Penyerahan 6 unit mobil dinas dari Jerry Manafe dan Obet Laha satu unit mobil dinas Jenis Inova putih DH 164 WC.

 

Mantan Wakil Bupati Kupang menyerahkan 6 mobil yang terdiri dari 3 unit Fortuner yakni DH 2 B, DH 1579 WC dan DH 245 NW. Selain itu terdapat mobil inova DH 248 WC, Panther DH 254 NW dan Mobil Doble Kabin jenis Hilux DH 8041 WC yang turut diserahkan Mantan Wakil Bupati  Kupang.

 

Penjabat Bupati  Kupang, Alexon Lumba menyampaikan terima kasih kepada Kepala Satuan Tugas Koordinasi dan Supervisi Wilayah V Komisi Pemberantasan Korupsi yang telah memberikan batas waktu penyerahan kembali mobil dinas kepada pemerintah Daerah.

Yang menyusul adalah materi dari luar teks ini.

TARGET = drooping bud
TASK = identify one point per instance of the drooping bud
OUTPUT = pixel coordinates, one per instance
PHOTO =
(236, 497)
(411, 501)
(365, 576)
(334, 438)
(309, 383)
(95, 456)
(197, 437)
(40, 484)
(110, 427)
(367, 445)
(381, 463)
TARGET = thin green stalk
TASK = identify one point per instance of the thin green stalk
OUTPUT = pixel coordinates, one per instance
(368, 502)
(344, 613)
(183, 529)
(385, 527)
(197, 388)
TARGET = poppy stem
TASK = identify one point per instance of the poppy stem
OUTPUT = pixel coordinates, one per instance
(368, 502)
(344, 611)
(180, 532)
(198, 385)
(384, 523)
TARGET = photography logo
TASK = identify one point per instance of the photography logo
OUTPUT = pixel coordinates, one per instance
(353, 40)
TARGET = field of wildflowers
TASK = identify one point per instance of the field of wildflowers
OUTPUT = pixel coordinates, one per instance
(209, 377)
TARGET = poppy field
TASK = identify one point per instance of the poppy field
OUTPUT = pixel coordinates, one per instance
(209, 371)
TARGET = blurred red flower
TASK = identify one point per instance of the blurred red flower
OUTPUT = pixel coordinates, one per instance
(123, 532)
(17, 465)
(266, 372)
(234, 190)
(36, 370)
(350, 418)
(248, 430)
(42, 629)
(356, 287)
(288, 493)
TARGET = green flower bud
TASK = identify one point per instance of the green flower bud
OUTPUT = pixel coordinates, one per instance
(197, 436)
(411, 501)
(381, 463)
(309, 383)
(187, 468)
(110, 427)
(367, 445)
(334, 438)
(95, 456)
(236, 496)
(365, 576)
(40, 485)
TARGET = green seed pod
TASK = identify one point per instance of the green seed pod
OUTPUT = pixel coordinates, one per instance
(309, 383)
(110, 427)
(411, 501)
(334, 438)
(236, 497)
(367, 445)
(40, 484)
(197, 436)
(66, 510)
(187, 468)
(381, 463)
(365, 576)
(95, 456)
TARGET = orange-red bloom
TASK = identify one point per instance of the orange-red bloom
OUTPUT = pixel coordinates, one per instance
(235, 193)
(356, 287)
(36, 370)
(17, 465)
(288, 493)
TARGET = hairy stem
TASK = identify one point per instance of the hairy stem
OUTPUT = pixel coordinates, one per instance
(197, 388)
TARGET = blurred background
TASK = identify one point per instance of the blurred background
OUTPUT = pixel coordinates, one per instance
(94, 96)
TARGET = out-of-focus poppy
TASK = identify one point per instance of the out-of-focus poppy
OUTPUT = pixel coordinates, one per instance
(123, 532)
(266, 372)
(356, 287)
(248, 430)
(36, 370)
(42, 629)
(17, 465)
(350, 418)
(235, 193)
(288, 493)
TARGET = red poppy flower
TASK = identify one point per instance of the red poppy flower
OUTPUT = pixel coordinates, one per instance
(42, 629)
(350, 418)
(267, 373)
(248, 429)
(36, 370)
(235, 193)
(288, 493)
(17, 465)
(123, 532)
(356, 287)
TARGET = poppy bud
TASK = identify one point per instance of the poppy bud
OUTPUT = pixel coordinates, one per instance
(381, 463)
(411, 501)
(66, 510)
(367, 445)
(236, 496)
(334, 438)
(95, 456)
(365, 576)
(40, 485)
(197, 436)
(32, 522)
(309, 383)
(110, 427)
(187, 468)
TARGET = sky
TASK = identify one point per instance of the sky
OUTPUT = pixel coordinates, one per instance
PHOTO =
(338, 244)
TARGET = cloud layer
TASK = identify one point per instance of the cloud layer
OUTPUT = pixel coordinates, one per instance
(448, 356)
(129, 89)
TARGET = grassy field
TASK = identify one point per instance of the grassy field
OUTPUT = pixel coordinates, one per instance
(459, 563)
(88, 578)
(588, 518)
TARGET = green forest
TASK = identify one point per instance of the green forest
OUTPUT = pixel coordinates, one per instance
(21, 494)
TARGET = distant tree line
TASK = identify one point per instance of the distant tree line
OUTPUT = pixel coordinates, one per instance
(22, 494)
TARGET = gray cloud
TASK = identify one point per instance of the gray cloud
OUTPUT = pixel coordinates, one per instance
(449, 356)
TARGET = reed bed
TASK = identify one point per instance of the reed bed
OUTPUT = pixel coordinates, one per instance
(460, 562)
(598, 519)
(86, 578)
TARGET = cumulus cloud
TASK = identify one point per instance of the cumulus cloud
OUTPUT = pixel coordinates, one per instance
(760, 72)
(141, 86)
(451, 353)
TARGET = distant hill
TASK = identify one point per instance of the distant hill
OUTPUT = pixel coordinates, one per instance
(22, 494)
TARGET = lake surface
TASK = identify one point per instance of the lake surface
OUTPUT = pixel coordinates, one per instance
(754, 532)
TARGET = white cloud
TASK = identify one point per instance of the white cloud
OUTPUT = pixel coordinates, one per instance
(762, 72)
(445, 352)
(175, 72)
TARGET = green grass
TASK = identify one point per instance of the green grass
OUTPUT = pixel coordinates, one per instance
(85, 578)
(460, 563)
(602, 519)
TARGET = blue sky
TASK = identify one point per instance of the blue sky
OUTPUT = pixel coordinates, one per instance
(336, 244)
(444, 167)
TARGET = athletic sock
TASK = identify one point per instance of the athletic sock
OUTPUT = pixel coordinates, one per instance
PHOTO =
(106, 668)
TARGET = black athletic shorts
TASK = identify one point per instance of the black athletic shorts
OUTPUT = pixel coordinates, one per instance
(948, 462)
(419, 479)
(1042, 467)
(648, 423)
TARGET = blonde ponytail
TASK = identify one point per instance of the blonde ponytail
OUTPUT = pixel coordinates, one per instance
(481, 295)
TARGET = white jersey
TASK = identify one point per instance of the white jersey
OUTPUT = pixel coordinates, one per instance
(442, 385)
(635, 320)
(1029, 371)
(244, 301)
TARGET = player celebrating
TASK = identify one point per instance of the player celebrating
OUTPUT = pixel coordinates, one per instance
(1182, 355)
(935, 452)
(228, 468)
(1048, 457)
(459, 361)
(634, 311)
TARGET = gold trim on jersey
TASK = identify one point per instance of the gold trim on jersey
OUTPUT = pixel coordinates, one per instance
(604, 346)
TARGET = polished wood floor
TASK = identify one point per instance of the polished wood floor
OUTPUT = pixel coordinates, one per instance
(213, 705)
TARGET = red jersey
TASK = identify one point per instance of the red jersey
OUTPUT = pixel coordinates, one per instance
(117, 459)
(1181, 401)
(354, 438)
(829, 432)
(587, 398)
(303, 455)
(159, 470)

“Sejak kemarin hingga hari ini dengan kesadaran penuh para mantan penjabat ikut arahan KPK telah menyerahkan kendaraan dinas tersebut kepada pemerintah Kabupaten Kupang.

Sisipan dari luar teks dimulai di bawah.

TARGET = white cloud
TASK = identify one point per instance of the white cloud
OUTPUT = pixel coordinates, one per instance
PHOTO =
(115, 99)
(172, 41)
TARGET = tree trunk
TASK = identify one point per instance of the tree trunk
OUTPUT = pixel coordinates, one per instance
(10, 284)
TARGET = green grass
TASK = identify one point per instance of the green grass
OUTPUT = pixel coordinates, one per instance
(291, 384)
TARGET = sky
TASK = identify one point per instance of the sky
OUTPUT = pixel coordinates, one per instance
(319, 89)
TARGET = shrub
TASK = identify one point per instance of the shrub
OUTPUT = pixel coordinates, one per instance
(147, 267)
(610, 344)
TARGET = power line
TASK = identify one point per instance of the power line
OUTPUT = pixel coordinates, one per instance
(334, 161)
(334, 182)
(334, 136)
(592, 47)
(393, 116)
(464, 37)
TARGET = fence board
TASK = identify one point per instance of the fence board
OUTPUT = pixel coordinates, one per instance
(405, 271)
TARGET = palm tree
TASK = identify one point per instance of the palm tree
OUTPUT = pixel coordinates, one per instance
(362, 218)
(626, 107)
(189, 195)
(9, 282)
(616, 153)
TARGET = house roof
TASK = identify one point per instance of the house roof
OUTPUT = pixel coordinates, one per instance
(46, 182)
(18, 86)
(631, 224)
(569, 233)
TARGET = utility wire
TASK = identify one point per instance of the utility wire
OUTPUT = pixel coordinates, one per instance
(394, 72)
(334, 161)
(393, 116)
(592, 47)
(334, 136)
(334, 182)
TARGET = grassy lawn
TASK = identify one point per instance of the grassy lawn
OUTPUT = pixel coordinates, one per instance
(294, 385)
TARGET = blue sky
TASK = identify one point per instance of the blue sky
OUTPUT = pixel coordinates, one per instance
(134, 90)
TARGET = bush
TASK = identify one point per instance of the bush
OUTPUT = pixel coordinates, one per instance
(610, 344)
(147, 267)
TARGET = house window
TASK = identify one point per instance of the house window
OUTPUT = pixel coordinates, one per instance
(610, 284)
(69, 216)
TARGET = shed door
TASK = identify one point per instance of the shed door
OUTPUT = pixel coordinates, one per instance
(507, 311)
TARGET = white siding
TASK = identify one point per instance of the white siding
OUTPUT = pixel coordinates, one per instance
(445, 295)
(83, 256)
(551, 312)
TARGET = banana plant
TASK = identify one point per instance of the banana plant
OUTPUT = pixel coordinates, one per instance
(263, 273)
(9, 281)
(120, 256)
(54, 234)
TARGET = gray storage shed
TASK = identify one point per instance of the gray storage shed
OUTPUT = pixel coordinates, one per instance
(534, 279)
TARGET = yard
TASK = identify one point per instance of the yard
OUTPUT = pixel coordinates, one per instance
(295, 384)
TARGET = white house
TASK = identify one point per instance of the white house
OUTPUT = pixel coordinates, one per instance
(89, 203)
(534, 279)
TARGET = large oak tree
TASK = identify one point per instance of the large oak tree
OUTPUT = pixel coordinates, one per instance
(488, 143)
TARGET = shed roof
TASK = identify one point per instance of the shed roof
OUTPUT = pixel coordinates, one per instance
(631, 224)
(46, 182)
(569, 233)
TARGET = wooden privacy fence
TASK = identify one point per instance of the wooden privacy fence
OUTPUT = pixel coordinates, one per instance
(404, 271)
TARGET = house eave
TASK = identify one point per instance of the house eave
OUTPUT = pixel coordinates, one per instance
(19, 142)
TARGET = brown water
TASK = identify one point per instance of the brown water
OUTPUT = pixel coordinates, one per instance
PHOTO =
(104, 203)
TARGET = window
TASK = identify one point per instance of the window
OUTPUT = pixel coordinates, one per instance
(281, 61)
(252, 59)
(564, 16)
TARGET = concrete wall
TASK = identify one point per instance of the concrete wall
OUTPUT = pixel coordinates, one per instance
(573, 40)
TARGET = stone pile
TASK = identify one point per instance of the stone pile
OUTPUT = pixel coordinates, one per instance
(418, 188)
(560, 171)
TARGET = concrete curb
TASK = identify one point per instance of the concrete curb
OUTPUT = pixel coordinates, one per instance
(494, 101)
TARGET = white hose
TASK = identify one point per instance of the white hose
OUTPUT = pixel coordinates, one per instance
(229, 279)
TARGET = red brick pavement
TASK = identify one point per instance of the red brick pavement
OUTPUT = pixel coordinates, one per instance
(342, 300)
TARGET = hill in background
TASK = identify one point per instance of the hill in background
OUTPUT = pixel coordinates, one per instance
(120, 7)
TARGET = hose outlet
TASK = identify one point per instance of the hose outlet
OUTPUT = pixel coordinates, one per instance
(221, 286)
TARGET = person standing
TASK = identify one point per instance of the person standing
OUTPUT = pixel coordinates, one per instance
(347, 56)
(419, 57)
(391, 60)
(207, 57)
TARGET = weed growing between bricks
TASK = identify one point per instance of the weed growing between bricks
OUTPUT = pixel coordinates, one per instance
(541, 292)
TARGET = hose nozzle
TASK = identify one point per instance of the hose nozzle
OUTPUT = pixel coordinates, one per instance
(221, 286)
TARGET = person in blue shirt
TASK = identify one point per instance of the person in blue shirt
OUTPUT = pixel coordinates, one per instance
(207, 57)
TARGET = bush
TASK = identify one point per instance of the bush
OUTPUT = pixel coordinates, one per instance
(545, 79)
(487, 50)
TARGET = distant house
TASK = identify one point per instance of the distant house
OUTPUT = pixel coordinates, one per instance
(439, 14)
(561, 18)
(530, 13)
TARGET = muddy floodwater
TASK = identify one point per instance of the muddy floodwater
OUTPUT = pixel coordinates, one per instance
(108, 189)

“Hasil penyerahan ini, kami akan tindak lanjut dan laporkan ke KPK,” kata Alexon Lumba.

Pj. Bupati menjelaskan, sejak kemarin (Jumat-red) mantan Bupati  Kupang, Korinus Masneno telah menyerahkan satu unit kendaraan dinas jenis Hilux double kabin.

 

“Hari ini juga mantan Wakil Bupati  Kupang, Jerry Manafe juga telah menyerahkan 6 kendaraan roda empat dan 1 unit roda dua”, terang dia.

 

“Semua kendaraan malam ini juga akan dicek kembali oleh KPK dan secara teknis akan dicek oleh tim teknis terkait kondisi masing – masing kendaraan,” jelasnya.

 

Lebih lanjut, Kepala Badan Pengelolaan Keuangan dan Aset Daerah (BPKAD) Kabupaten  Kupang, Okto Tahik, mengatakan selain 6 mobil ini masih ada 4 unit sepeda motor yang masih dikuasai oleh Jerry Manafe.

Menurut dia 1 unit dalam perjalanan untuk diserahkan.

 

“Sementara untuk 3 unit belum diserahkan ke Pemda akan kami lakukan penelusuran untuk ditarik kembali,” tegas Okto Tahik.

“Terkait kendaraan roda dua yang belum diserahkan pesan dari KPK, kami akan laporkan kembali ke KPK. Dan hal ini KPK yang akan menindak lanjut sesuai peraturan yang berlaku”, demkian Okto.

Ia menambahkan, hal ini bukan saja untuk mantan Bupati, Wakil Bupati dan Sekda, tetapi semua mantan pejabat, pensiunan dan pindah tempat akan ditindaklanjuti pekan depan.

KPK telahmeminta Badan Aset bersama IRDA untuk segerah melakukan penertiban kendaraan dinas secara bertahap.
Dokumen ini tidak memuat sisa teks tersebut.